Blown Away on Netflix
'Blown Away' Brings Glassblowing to Netflix | Arts & Culture | Smithsonian Magazine
“When I say I’m a glassblower, people think I make pipes and bongs,” says Katherine Gray with a laugh. A professor of art at California State University, San Bernadino, Gray is the chief judge on “Blown Away,” a new Netflix reality competition centered around the dramatic, sweaty, creative process of glassblowing. Far beyond the paraphernalia Gray’s interlocutors ask about, the art form demands incredible skill and produces stunning works worthy of any museum collection.
Adds Gray of the stereotypes she encounters, “Or, they think I make work like
Dale Chihuly. Which is not a bad comparison, and I’m glad people know of his work. But Chihuly’s work is just one—albeit, very famous—interpretation of glass. This show will showcase the huge range of work that’s being made in glass, and what different generations are doing with it.”

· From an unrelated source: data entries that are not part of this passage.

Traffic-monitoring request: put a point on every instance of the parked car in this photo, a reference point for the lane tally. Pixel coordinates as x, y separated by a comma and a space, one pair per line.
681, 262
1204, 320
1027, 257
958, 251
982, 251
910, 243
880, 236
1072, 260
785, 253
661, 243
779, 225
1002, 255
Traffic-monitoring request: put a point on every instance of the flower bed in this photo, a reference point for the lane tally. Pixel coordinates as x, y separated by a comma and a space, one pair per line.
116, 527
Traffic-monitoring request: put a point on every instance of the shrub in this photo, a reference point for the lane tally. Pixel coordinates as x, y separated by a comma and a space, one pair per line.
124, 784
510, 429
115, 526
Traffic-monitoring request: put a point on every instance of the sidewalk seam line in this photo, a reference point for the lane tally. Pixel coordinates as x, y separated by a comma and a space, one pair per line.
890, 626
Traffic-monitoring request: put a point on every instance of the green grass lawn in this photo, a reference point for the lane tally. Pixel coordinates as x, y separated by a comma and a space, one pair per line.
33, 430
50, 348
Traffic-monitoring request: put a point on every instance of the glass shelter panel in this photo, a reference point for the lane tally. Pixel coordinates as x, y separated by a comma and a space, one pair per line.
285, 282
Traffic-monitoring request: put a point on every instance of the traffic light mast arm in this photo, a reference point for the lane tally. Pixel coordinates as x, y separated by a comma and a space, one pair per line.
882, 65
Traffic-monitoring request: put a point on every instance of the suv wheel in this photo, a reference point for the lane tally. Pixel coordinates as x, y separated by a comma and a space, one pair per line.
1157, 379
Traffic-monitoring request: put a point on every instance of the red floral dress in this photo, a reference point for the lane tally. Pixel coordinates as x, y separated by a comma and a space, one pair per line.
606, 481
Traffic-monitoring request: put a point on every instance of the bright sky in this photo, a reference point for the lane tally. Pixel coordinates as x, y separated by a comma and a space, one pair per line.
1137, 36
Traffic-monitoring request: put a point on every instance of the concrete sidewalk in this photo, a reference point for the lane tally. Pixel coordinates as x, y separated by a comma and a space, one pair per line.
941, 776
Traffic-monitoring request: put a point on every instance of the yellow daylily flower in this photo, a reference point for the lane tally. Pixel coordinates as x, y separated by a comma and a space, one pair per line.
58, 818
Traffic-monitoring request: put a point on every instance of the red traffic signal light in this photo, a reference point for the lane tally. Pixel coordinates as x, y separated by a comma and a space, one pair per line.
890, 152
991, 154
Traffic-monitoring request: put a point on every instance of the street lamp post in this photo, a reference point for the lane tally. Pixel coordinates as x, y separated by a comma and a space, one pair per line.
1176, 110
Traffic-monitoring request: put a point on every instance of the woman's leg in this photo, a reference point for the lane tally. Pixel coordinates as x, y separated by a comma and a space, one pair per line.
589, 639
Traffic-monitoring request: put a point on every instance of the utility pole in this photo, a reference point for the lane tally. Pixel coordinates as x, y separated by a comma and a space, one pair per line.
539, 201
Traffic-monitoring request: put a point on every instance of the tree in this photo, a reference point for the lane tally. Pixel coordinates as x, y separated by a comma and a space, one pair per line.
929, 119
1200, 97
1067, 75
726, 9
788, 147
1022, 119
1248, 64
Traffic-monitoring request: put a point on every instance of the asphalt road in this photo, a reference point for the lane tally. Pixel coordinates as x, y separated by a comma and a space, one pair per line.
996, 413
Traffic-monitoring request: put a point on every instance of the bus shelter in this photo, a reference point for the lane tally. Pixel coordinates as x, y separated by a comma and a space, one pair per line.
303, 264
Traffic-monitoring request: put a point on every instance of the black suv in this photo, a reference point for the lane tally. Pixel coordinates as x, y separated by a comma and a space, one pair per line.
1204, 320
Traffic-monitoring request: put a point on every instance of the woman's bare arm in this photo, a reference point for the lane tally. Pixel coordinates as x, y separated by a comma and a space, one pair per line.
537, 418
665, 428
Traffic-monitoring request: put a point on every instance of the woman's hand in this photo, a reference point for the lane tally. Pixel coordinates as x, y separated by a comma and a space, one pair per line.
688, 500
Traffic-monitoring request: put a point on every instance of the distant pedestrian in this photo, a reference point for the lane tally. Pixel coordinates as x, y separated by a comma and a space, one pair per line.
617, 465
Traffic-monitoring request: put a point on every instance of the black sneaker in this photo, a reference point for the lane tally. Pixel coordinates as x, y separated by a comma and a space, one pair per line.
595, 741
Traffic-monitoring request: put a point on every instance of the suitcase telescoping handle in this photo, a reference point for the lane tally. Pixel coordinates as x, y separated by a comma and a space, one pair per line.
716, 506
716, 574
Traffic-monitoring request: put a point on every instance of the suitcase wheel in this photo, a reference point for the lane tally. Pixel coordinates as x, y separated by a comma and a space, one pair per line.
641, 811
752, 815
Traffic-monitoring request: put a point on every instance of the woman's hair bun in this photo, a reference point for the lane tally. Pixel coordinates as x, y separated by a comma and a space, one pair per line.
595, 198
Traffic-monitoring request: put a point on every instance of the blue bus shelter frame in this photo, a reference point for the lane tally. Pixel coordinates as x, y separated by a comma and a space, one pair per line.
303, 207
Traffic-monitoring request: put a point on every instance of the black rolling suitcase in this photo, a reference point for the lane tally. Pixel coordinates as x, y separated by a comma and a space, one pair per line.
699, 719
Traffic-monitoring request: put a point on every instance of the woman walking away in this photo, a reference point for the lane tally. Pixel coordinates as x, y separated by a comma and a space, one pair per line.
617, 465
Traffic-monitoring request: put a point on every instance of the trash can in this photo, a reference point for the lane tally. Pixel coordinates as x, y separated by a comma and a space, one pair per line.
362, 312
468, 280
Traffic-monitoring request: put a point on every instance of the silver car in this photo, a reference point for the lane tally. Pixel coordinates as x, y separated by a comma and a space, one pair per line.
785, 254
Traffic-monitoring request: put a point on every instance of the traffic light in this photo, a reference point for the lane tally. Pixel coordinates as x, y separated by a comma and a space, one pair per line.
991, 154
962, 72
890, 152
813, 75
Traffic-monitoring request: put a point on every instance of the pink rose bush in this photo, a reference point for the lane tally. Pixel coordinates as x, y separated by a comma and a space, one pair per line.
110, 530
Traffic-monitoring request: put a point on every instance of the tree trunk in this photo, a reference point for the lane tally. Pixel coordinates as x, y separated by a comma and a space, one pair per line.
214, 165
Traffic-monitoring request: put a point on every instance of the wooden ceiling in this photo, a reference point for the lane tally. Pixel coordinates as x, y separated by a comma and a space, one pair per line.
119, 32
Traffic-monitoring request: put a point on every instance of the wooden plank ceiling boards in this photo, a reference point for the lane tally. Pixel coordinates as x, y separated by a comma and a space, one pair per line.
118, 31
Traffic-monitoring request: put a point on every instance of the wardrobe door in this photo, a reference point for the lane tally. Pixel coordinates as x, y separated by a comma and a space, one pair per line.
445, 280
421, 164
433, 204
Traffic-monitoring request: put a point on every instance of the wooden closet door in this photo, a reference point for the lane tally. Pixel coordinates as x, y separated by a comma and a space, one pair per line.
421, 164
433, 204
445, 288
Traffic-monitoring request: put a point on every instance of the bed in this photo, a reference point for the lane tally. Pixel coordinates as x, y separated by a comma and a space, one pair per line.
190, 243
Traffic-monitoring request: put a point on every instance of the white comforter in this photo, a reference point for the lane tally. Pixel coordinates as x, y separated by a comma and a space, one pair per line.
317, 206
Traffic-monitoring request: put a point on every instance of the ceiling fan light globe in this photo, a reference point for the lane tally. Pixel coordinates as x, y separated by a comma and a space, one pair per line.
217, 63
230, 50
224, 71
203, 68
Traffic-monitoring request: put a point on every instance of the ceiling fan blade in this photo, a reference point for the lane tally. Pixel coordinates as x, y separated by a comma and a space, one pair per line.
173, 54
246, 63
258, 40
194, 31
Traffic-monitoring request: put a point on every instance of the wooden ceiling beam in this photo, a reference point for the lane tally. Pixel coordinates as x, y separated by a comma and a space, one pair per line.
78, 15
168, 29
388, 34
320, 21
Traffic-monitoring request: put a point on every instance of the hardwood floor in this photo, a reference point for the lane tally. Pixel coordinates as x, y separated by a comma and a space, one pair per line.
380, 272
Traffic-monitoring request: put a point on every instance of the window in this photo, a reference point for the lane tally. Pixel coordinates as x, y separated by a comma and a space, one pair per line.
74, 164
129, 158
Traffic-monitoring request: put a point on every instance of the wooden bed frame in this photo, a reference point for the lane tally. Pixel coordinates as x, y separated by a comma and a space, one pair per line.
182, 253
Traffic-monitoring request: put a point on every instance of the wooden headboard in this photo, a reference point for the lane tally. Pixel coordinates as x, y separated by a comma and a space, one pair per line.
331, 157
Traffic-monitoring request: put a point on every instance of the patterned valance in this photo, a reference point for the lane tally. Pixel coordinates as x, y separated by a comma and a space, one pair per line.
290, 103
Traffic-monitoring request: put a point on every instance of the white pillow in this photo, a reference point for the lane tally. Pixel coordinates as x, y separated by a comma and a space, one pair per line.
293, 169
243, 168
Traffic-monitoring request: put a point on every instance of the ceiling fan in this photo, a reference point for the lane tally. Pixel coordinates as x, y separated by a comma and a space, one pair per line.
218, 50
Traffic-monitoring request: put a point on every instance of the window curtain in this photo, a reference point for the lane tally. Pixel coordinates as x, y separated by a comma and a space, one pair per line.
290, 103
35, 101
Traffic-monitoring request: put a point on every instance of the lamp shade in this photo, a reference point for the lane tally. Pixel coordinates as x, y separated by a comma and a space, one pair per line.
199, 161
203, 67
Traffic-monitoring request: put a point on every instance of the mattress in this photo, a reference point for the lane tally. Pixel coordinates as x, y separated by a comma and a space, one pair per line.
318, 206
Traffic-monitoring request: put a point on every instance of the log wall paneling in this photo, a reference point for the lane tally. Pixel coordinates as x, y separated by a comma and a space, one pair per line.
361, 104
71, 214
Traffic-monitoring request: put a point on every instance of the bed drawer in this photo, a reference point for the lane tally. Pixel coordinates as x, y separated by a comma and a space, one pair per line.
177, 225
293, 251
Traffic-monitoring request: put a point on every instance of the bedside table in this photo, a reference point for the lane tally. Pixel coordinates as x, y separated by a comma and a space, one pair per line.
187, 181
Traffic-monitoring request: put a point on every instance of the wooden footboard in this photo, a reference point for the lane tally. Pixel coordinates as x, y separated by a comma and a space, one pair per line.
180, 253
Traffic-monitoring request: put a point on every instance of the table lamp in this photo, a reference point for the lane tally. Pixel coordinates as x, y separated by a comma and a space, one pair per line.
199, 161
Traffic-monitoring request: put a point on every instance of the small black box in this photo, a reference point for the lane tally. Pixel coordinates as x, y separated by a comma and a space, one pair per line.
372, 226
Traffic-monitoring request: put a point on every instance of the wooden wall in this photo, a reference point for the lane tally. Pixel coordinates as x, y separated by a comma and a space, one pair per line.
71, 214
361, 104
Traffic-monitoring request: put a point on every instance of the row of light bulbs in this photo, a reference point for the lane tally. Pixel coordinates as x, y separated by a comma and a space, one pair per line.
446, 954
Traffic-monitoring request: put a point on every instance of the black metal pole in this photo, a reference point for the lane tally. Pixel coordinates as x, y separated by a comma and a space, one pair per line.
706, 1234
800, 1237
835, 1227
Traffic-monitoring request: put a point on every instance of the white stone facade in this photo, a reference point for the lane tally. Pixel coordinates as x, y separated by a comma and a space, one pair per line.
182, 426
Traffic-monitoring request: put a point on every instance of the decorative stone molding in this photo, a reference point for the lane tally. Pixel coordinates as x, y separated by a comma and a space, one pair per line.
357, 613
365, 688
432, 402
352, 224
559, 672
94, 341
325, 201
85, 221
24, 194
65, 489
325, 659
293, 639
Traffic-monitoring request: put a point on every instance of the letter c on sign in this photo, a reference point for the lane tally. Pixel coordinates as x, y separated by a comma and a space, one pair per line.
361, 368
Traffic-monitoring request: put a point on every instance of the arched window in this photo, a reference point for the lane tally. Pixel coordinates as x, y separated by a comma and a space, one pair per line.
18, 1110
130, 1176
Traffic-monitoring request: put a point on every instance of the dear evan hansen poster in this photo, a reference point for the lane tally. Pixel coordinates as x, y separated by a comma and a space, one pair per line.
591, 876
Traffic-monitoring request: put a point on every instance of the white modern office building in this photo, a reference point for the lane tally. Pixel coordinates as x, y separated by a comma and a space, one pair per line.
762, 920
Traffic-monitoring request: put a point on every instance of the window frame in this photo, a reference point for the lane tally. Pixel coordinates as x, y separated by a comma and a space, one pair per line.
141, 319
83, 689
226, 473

Premiering this Friday, July 12, the show is the first-ever competition series to focus on glassblowing. In each episode, artists create a finished piece in a matter of hours, each hoping to avoid elimination and emerge the winner, who receives a $60,000 prize and a coveted artist residency at the Corning Museum of Glass.
Glass artists, as well as many art institutions, hope that the show will raise public perception of glassblowing as a fine art—a perception that has been diminishing in recent years, according to Cybele Maylone, executive director of Connecticut’s Aldrich Contemporary Art Museum and former executive director of UrbanGlass in Brooklyn, New York.